As projeções são do Instituto Brasileiro de Geografia e Estatística (IBGE), que ontem (13/04) divulgou a Síntese de Indicadores Sociais. O documento registra projeções até 2030, mas há estimativas, recém-revisadas, até 2050. Até lá, o grupo de pessoas de 60 69 anos também aumentará significativamente (263%). Os sexagenários somados aos idosos com mais de 70 anos representarão quase 25% da população em 2050. Em 2000, eram 8,5%. Ao mesmo tempo, a fatia dos habitantes de até 9 anos encolherá de 19% para 12% do total, em 2050.

Trata-se de uma revolução demográfica, segundo o pesquisador do instituto Celso Simões. Em linhas gerais, a taxa de fecundidade está encolhendo e a expectativa, aumentando. Depois de um período de alta fecundidade nas décadas anteriores, a população em idade ativa também avança desde 1990 e deverá pressionar o mercado de trabalho até 2020. A partir daí, o envelhecimento da população vai se intensificar.

O problema é que o País não está gerando os postos de trabalho necessários para a força de trabalho disponível. “A economia está na contramão da revolução demográfica”, diz Simões. “Além disso, os idosos começam a se destacar e as políticas precisam ter isso como norte”, afirma. O economista do Instituto de Pesquisa Econômica Aplicada (Ipea) Armando Castelar explica que o envelhecimento aumentará os gastos públicos com saúde e previdência.

Para Castelar, o déficit da Previdência Social crescerá, ao mesmo tempo que a pressão de gastos por educação diminuirá com a redução do número de crianças. Do ponto de vista privado, Castelar também prevê “a abertura de um conjunto de possibilidades”. Para ele, os setores de previdência complementar, saúde privada e serviços de lazer para idosos com renda maior terão “potencial de crescimento”.

A agência Freeway já aposta no nicho.
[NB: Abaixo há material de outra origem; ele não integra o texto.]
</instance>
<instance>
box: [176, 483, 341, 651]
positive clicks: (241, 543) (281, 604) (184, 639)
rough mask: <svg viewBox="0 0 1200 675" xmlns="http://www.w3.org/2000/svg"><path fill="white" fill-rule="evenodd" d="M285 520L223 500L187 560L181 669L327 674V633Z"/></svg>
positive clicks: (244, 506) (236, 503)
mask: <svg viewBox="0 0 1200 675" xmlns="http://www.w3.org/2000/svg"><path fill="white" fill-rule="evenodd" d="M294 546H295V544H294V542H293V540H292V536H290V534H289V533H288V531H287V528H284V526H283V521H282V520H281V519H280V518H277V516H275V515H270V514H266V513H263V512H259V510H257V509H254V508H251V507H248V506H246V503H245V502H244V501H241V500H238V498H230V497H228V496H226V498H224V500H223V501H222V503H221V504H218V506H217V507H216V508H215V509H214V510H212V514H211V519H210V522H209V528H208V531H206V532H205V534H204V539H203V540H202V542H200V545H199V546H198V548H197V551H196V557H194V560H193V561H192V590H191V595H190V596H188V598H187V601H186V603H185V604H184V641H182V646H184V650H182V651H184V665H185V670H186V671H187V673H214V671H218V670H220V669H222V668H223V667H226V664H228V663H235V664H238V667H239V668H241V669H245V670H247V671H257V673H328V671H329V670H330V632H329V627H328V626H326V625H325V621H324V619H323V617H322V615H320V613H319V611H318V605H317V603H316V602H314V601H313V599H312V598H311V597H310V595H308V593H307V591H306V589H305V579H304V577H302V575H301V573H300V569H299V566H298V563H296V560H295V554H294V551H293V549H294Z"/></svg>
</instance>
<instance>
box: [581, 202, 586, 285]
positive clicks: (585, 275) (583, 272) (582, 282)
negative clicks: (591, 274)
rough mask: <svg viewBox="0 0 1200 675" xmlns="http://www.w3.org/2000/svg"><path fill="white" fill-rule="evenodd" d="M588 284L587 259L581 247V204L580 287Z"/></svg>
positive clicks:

Lançou no fim do ano passado novos pacotes de ecoturismo para idosos. “Estamos recriando roteiros para as necessidades da terceira idade”, conta o diretor Edgar Werblowsky. Foram incluídas atividades como “caminhada suave em bosques” e o chamado bird watching” (observação de pássaros). “A atividade, muito adotada nos Estados Unidos, é acompanhada por especialistas em aves”, diz Werblowsky.

A professora aposentada Maria Luiza de Andrade Britto, de 67 anos, vive com pensão própria e a do marido falecido, menores do que o valor pelo qual contribuíram. Mas não se queixa tanto; considera-se privilegiada. “Apesar das dificuldades, tenho onde morar”, diz. “Quando preciso, meu filho ajuda. Tenho amigas que trabalham como doméstica para completar a renda”, afirma a aposentada, que participa da Universidade da Terceira Idade da Universidade Estadual do Rio de Janeiro.

Prestes a completar 72 anos, o metalúrgico aposentado Fernando Moura de Souza classifica a pensão de R$ 376 que recebe mensalmente como “uma vergonha”. Conta que só consegue levar uma vida tranqüila porque complementa a renda com quatro pequenos imóveis alugados. “Tive a ajuda dos meus filhos para formar um patrimônio antes de me aposentar porque sabia que a vida de aposentado era muito difícil.”

Com base nos dados da Síntese de Indicadores, no período de 2005 a 2025, o País chegará a ter 63,2% da população total com idade entre 15 e 60 anos. Em 2000, essa participação era de 61,8%. Significa que mais brasileiros estarão trabalhando, o que pode ajudar a melhorar a relação do Produto Interno Bruto (PIB) per capita. A questão, contudo, é que para isso é necessário que estejam trabalhando, explica o especialista em mercado de trabalho do Ipea, Lauro Ramos.